Managed Landing Zone
Intility offers Managed Azure Landing Zone as the basic level of management in Azure. An Azure Landing Zone consists of an Azure environment with one or more subscriptions, and is based on a set of strategies and processes for key areas such as security, networking, cost optimization/billing, development, identity and access management, and scaling. These guidelines and processes apply to all subscriptions, regardless of the underlying platform.
Intility ensures that Managed Azure Landing Zone is delivered to customers at a Tenant and Subscription level, and in this way, Tenant Management and Subscription Management will be a part of the Intility Managed Landing Zone offering.
Azure Tenant Management
The services consist of:
Internal user administration and guest users from third parties/partners.
Role administration and user assignment to subscriptions and resource groups.
Operation of service users and application registration.
Integration between Active Directory and Azure resources.
Opportunities:
Privileged identity management, auditing, etc.
Multi-factor Authentication (MFA)
Conditional access and multi-level MFA
Other customized integration with Azure AD (AAD)
Management Groups
With a Managed Azure Landing Zone, Intility develop Management Groups in accordance with the Microsoft Cloud Adoption Framework (CAF). The Management Group structure is illustrated below:
Azure Subscription Management
As part of the Managed Azure Landing Zone, subscription management is included, where the customer itself chooses which subscriptions this applies to.
On the other hand, an Unmanaged Subscriptions come with zero involvement by Intility. Such subscriptions are useful for sandbox and lab environments. Unmanaged Subscriptions are not recommended for companies without a firm grasp of the scope and complexity of Azure management, regardless of the use case. On this tier, the customer assumes full responsibility for all aspects of the Subscription.
At the time of writing, the Managed Subscription includes the following specific services and capabilities:
Activation of Microsoft policies.
Activation of Defender for Cloud Security Posture Management and Defender for Resource Manager.
Centralized activity logging to Intility SOC.
247/365 security incident response from Intility SOC.
Cloud Documentation; a comprehensive revision of security.
Cost reporting with optimization suggestions in Intility Insight.
Possibility for Managed Azure Direct Link with Intility's standard for security and configuration.
Possibility for "Application Management".
As a service under continuous development, changes and improvements will occur.
If the customer wants a security report and review of their environment, review of their policies with suggestions for improvement and recommendations, as well as a review of consumption costs in Azure with recommendations for cost optimization and savings, Intility offers this as a consultant service.
Application management in Azure (Optional)
Intility provides application management in Azure as an end-to-end service for applications and workloads running in Azure.
Application Management includes 24/7/365 support, application monitoring and automatic error correction, change management, client management, and coordination of third parties, continuous risk mitigation, and the establishment and maintenance of detailed documentation.

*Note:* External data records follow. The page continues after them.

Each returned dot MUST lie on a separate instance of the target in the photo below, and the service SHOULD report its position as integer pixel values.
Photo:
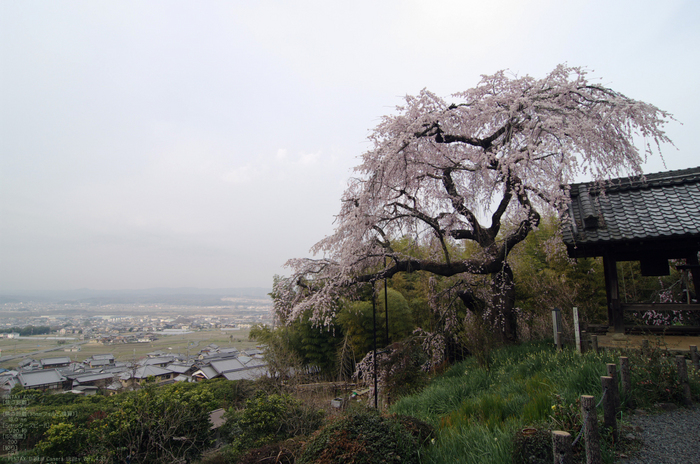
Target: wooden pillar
(609, 406)
(590, 425)
(682, 369)
(692, 260)
(612, 291)
(561, 444)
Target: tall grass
(478, 412)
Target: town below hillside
(128, 331)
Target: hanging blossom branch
(505, 149)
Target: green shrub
(269, 419)
(361, 437)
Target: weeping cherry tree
(480, 168)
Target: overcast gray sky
(178, 143)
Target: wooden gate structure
(650, 219)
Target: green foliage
(159, 425)
(533, 447)
(361, 437)
(270, 419)
(546, 278)
(402, 372)
(63, 440)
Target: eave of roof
(633, 216)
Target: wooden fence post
(626, 379)
(612, 372)
(694, 356)
(577, 331)
(590, 424)
(561, 444)
(682, 368)
(609, 409)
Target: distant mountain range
(182, 295)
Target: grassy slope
(478, 411)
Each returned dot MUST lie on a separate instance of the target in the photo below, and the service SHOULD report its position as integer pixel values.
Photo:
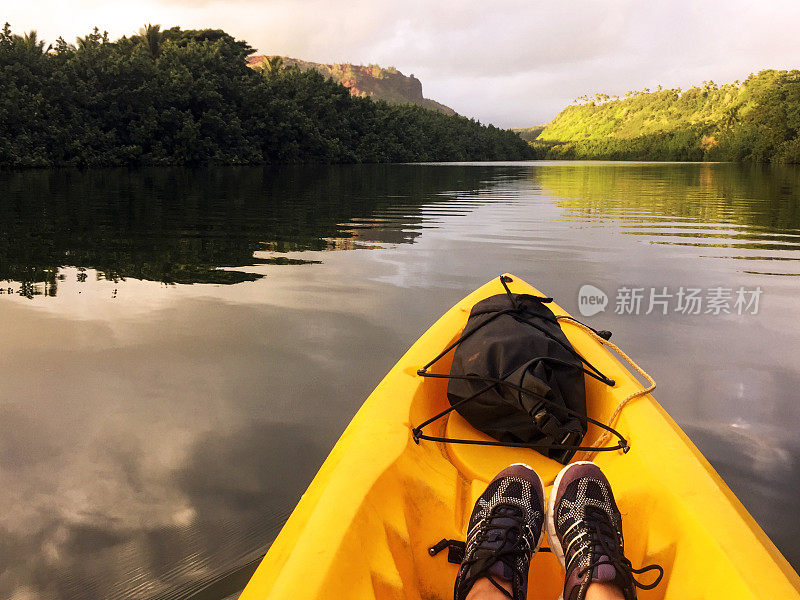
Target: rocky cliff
(387, 84)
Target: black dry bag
(518, 343)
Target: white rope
(606, 435)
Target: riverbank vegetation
(188, 97)
(757, 120)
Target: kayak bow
(365, 526)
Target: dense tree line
(757, 120)
(187, 97)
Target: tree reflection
(180, 226)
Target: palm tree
(273, 65)
(32, 43)
(151, 36)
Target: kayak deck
(364, 526)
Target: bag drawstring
(564, 445)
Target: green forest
(756, 120)
(182, 97)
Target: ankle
(604, 591)
(483, 589)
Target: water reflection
(191, 226)
(154, 438)
(750, 210)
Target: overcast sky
(509, 62)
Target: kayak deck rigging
(365, 526)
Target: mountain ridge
(755, 120)
(380, 83)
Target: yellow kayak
(364, 527)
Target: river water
(182, 348)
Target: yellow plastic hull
(364, 526)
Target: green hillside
(529, 133)
(755, 120)
(179, 97)
(371, 81)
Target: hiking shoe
(584, 529)
(505, 530)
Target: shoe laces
(498, 542)
(605, 545)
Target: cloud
(511, 62)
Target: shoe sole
(550, 520)
(544, 501)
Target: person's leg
(505, 530)
(584, 529)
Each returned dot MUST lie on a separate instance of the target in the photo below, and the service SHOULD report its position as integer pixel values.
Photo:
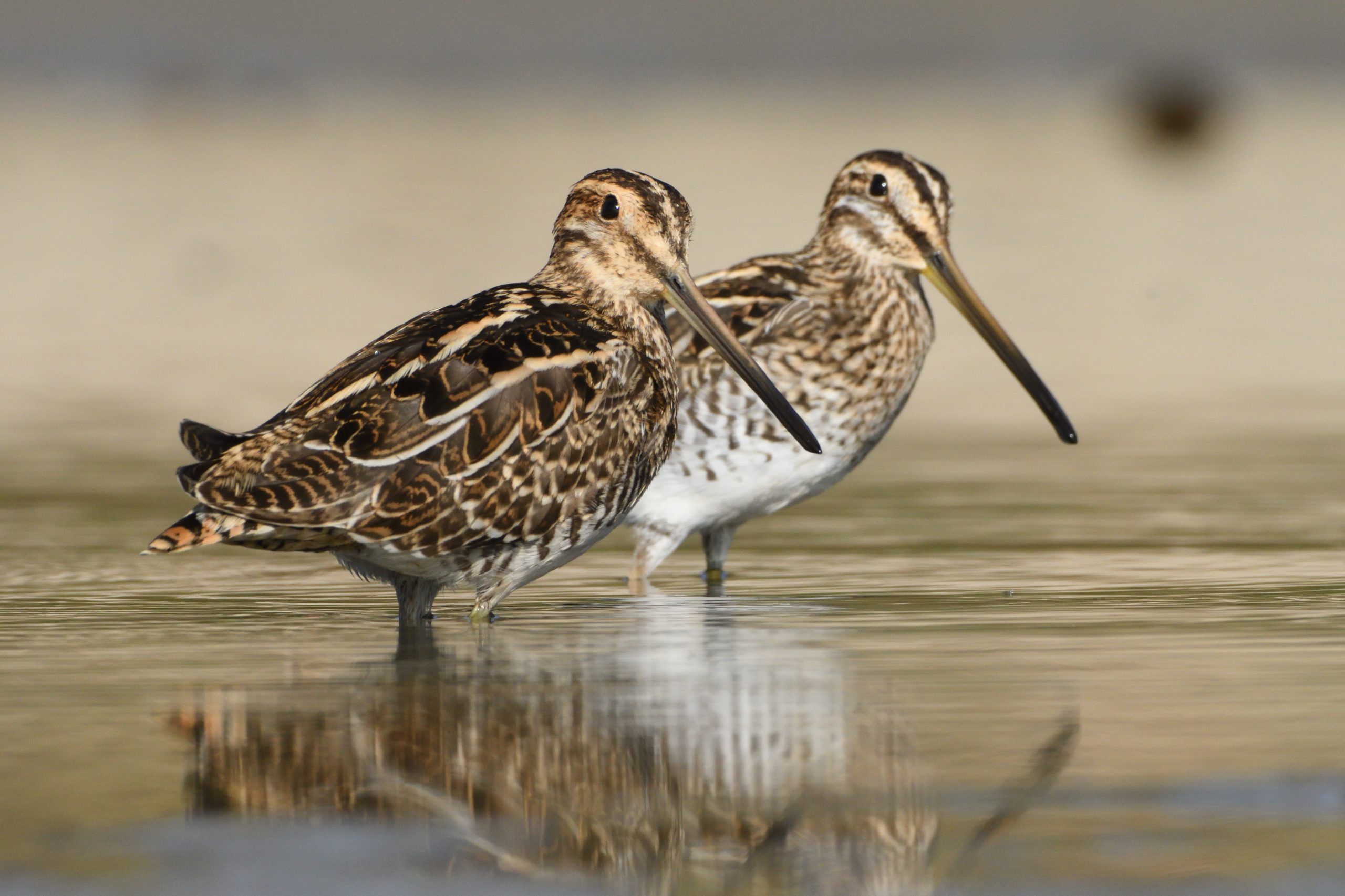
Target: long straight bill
(681, 291)
(945, 274)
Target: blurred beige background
(203, 207)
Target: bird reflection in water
(757, 772)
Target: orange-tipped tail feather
(203, 526)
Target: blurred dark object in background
(1177, 107)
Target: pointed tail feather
(208, 443)
(205, 526)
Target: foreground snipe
(844, 327)
(493, 440)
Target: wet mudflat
(1130, 652)
(1134, 653)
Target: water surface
(1135, 652)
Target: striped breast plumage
(844, 327)
(489, 442)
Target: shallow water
(1135, 649)
(985, 664)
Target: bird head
(622, 236)
(891, 209)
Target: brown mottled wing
(415, 436)
(758, 299)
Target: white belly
(753, 480)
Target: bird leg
(716, 543)
(415, 599)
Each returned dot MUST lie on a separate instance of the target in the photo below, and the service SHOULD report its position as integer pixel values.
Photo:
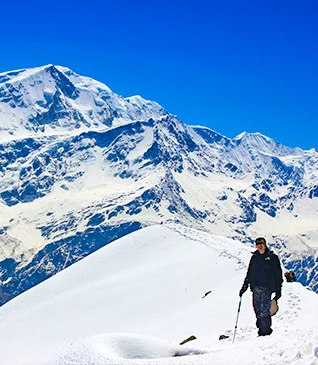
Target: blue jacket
(264, 270)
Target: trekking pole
(238, 313)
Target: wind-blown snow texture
(81, 166)
(133, 301)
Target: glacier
(81, 166)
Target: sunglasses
(259, 243)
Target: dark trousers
(262, 305)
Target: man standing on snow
(264, 275)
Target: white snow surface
(133, 301)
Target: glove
(278, 294)
(243, 290)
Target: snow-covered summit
(135, 300)
(54, 100)
(81, 166)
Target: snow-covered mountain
(133, 301)
(82, 166)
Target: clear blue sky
(231, 65)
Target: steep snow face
(66, 192)
(55, 100)
(135, 300)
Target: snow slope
(134, 300)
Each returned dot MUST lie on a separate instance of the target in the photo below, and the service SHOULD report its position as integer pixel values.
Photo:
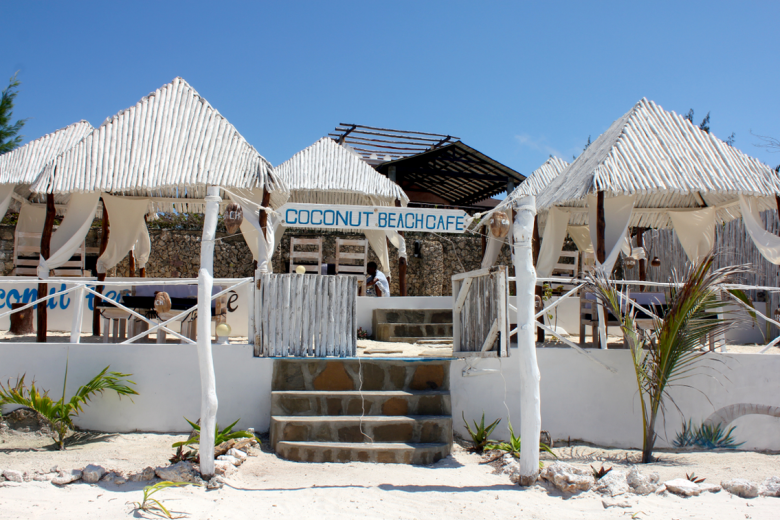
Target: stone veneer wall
(176, 254)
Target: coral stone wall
(176, 254)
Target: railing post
(209, 403)
(78, 315)
(525, 283)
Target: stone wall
(176, 254)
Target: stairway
(411, 325)
(316, 410)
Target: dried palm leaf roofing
(171, 143)
(666, 161)
(328, 173)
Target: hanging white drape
(581, 237)
(6, 192)
(696, 232)
(552, 241)
(377, 239)
(126, 218)
(493, 249)
(767, 243)
(72, 231)
(617, 212)
(262, 247)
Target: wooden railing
(306, 316)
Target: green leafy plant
(61, 413)
(598, 473)
(220, 436)
(513, 446)
(153, 505)
(693, 478)
(480, 435)
(695, 311)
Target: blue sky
(516, 80)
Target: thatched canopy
(329, 173)
(668, 163)
(172, 144)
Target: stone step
(412, 316)
(350, 402)
(390, 452)
(345, 374)
(392, 331)
(368, 429)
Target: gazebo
(333, 174)
(172, 151)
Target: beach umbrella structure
(171, 151)
(19, 169)
(333, 174)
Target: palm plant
(695, 311)
(61, 413)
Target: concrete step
(332, 375)
(392, 331)
(391, 452)
(367, 429)
(412, 315)
(350, 402)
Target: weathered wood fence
(480, 318)
(307, 315)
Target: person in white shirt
(377, 280)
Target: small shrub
(598, 473)
(480, 435)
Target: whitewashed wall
(61, 308)
(582, 400)
(167, 381)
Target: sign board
(384, 218)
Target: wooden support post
(402, 262)
(131, 264)
(536, 246)
(43, 288)
(601, 226)
(208, 389)
(104, 232)
(530, 393)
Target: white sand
(457, 487)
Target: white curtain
(127, 224)
(377, 239)
(617, 213)
(262, 247)
(767, 243)
(493, 249)
(6, 192)
(696, 231)
(552, 241)
(71, 233)
(581, 237)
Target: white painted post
(78, 314)
(530, 400)
(208, 390)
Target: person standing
(377, 281)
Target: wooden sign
(321, 216)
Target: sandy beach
(460, 486)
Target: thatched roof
(668, 162)
(171, 143)
(329, 173)
(23, 165)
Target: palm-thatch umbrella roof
(668, 163)
(329, 173)
(171, 144)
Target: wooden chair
(308, 256)
(27, 253)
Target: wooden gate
(307, 316)
(480, 318)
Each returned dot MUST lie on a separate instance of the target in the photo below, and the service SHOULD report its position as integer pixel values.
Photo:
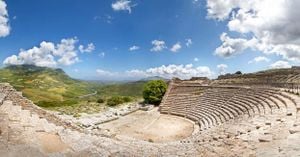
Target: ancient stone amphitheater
(238, 115)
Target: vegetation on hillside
(154, 91)
(54, 89)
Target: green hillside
(44, 84)
(54, 89)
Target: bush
(127, 99)
(154, 91)
(100, 100)
(238, 73)
(57, 103)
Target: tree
(154, 91)
(238, 73)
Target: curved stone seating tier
(216, 105)
(232, 122)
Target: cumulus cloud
(273, 24)
(47, 54)
(181, 71)
(90, 48)
(169, 71)
(134, 48)
(280, 64)
(259, 59)
(102, 54)
(233, 46)
(122, 5)
(176, 47)
(189, 42)
(222, 68)
(158, 45)
(4, 25)
(101, 72)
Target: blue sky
(112, 27)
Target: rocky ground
(28, 131)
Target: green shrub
(154, 91)
(114, 101)
(57, 103)
(100, 100)
(127, 99)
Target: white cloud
(181, 71)
(47, 54)
(189, 42)
(90, 48)
(231, 47)
(122, 5)
(259, 59)
(273, 24)
(134, 48)
(4, 25)
(280, 64)
(104, 73)
(222, 68)
(169, 71)
(158, 45)
(102, 54)
(176, 47)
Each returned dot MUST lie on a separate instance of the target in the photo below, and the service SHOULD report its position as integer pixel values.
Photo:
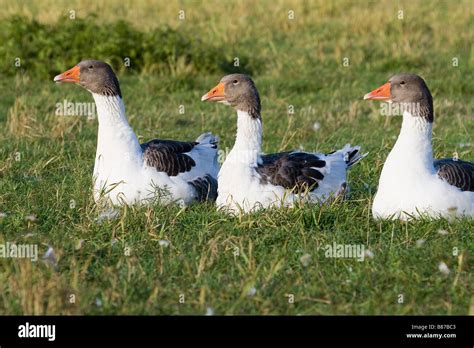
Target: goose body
(127, 172)
(249, 180)
(412, 184)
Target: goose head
(237, 90)
(94, 75)
(409, 91)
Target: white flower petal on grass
(369, 254)
(164, 243)
(31, 218)
(79, 244)
(50, 258)
(305, 260)
(107, 214)
(420, 242)
(443, 268)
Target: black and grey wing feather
(456, 172)
(291, 170)
(169, 156)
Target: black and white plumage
(412, 183)
(249, 180)
(456, 172)
(126, 171)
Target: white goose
(126, 171)
(249, 180)
(412, 184)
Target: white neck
(248, 142)
(413, 145)
(116, 140)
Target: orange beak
(72, 75)
(381, 93)
(215, 94)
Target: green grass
(302, 67)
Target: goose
(127, 172)
(249, 180)
(412, 184)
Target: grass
(119, 266)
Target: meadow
(197, 260)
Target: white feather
(409, 185)
(120, 173)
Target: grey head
(94, 75)
(239, 91)
(408, 90)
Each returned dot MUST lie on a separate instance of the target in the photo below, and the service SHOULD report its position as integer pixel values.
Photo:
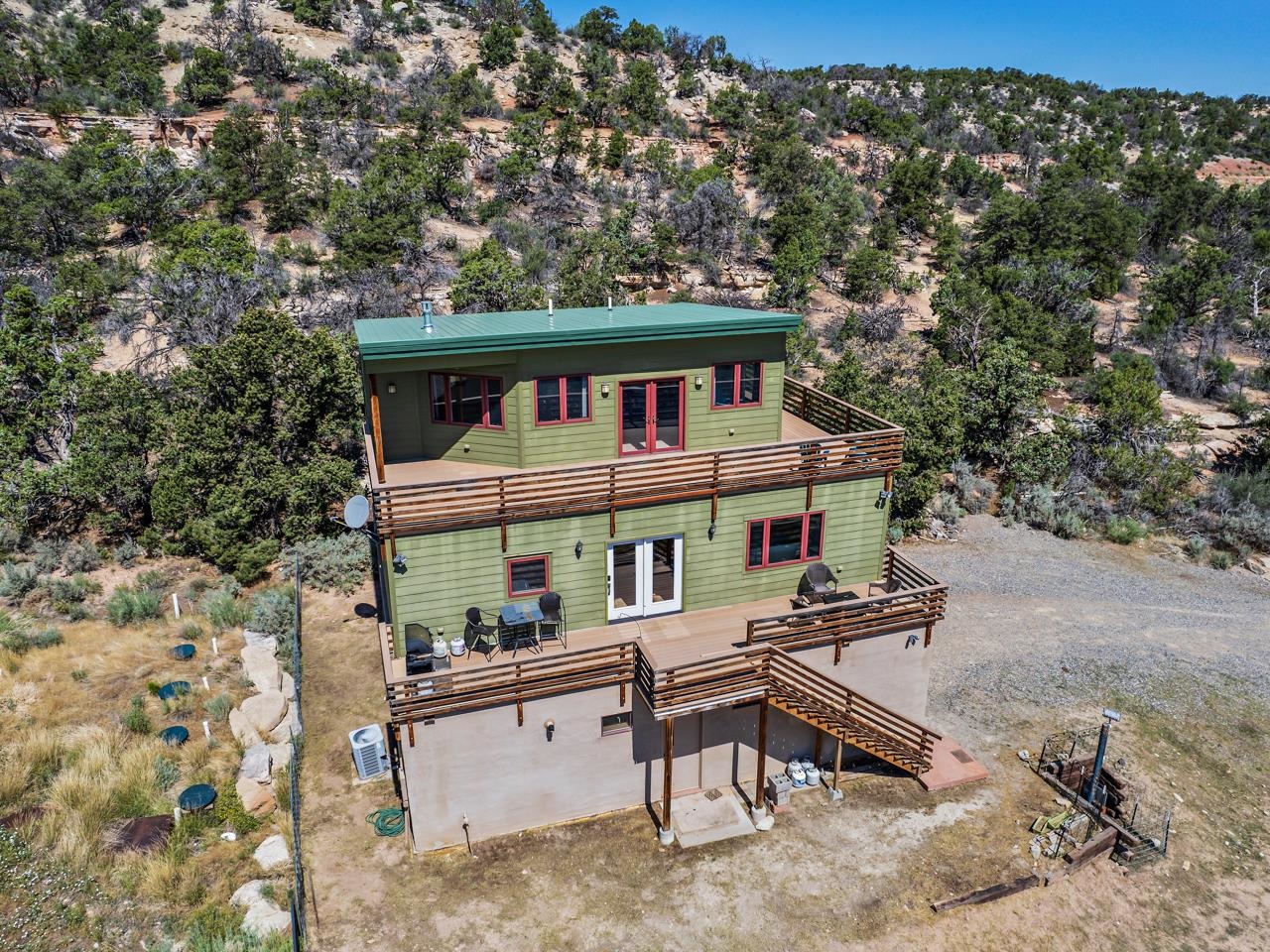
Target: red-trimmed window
(466, 400)
(737, 385)
(529, 576)
(784, 539)
(562, 399)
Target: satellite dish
(357, 511)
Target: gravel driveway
(1037, 622)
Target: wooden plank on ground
(987, 895)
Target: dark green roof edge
(728, 322)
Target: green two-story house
(698, 534)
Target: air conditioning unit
(368, 754)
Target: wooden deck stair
(803, 692)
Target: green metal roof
(568, 326)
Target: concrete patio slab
(952, 767)
(708, 816)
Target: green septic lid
(175, 735)
(197, 797)
(173, 688)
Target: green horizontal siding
(447, 572)
(409, 431)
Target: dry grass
(64, 747)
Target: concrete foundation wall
(507, 778)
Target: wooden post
(376, 428)
(762, 753)
(667, 770)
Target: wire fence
(299, 924)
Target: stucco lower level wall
(502, 778)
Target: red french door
(652, 416)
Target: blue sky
(1210, 46)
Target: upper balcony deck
(822, 439)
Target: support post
(760, 775)
(665, 834)
(835, 792)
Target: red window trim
(484, 400)
(563, 419)
(684, 416)
(547, 574)
(767, 534)
(735, 386)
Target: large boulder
(286, 728)
(272, 853)
(257, 763)
(264, 711)
(262, 667)
(257, 797)
(244, 733)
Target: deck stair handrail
(766, 670)
(434, 507)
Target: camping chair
(553, 617)
(820, 581)
(480, 636)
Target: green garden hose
(389, 821)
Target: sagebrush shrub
(334, 562)
(16, 580)
(80, 557)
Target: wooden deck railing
(766, 670)
(912, 599)
(454, 692)
(485, 500)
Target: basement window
(527, 576)
(615, 724)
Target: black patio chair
(553, 619)
(818, 583)
(480, 636)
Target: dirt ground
(1040, 635)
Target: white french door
(645, 576)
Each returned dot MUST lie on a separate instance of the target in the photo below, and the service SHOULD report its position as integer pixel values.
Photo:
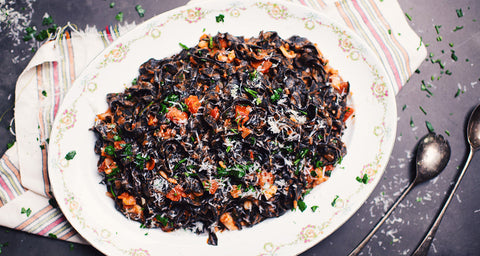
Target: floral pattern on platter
(275, 11)
(194, 15)
(379, 89)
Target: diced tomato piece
(211, 185)
(118, 144)
(241, 113)
(266, 65)
(193, 104)
(176, 193)
(177, 116)
(265, 177)
(227, 220)
(152, 120)
(236, 191)
(107, 166)
(215, 113)
(223, 43)
(150, 164)
(349, 112)
(127, 199)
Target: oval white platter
(369, 137)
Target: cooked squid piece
(223, 135)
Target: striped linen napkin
(26, 202)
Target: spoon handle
(424, 246)
(365, 240)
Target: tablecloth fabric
(26, 202)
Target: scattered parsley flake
(70, 155)
(458, 92)
(184, 46)
(454, 57)
(423, 110)
(408, 16)
(429, 127)
(47, 21)
(119, 16)
(140, 10)
(364, 179)
(220, 18)
(459, 13)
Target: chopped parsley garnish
(429, 127)
(184, 46)
(140, 10)
(162, 220)
(277, 94)
(364, 179)
(109, 150)
(301, 205)
(220, 18)
(119, 16)
(70, 155)
(408, 16)
(27, 211)
(334, 202)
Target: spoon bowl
(433, 153)
(473, 129)
(473, 138)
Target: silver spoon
(473, 136)
(433, 153)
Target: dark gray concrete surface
(459, 233)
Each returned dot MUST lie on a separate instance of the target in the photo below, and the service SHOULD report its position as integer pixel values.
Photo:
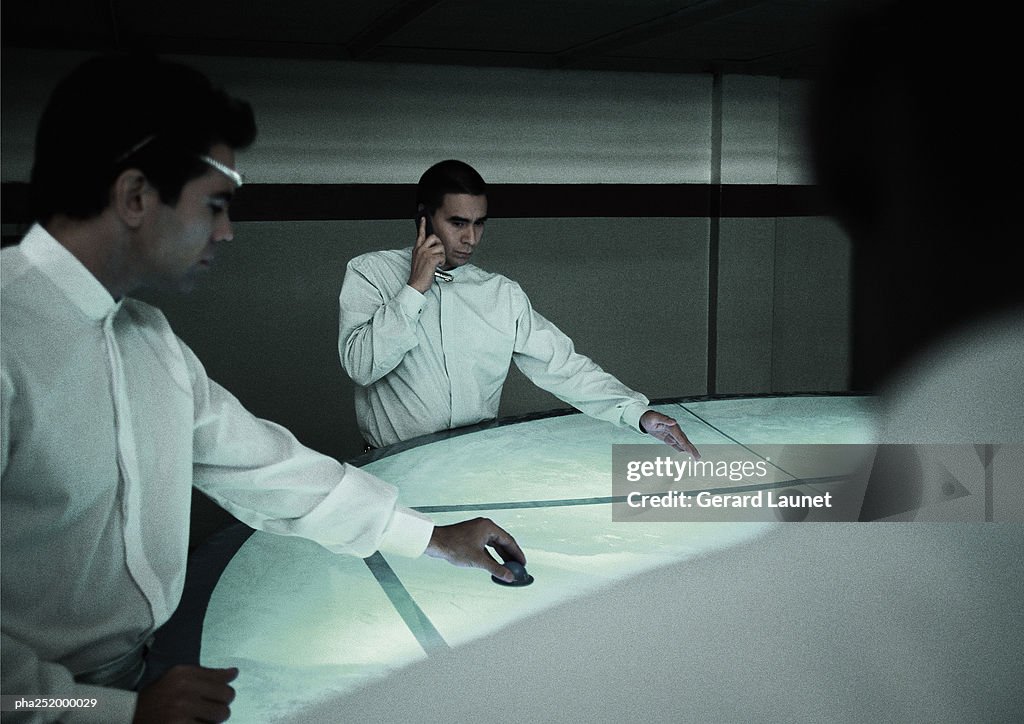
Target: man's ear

A common data model for tools, monitoring and documentation ensures that compatibility overviews, log data, monitoring data, product data and knowledge articles can be used for predictive analysis and continuous improvement across the companies on the platform. This ensures stability, guaranteed availability, and high performance for the Customer's applications.
Responsibility Model
To clarify the responsibility between Intility, customer, and Microsoft, the two levels of mangament is illustrated below.
Security Operations Center
Intility Security Operations Center (SOC) is a specialized department with dedicated resources that exclusively works to identify and reduce risks of unauthorized access and to protect the underlying platform.
SOC is central to Intilitys operational and technical work to ensure confidentiality, integrity and availability of the information that Intility manages.
SOC monitors and acts on security incidents 24/7/365 and works closely with security vendors to mitigate incidents, notify involved parties and coordinate error correction work.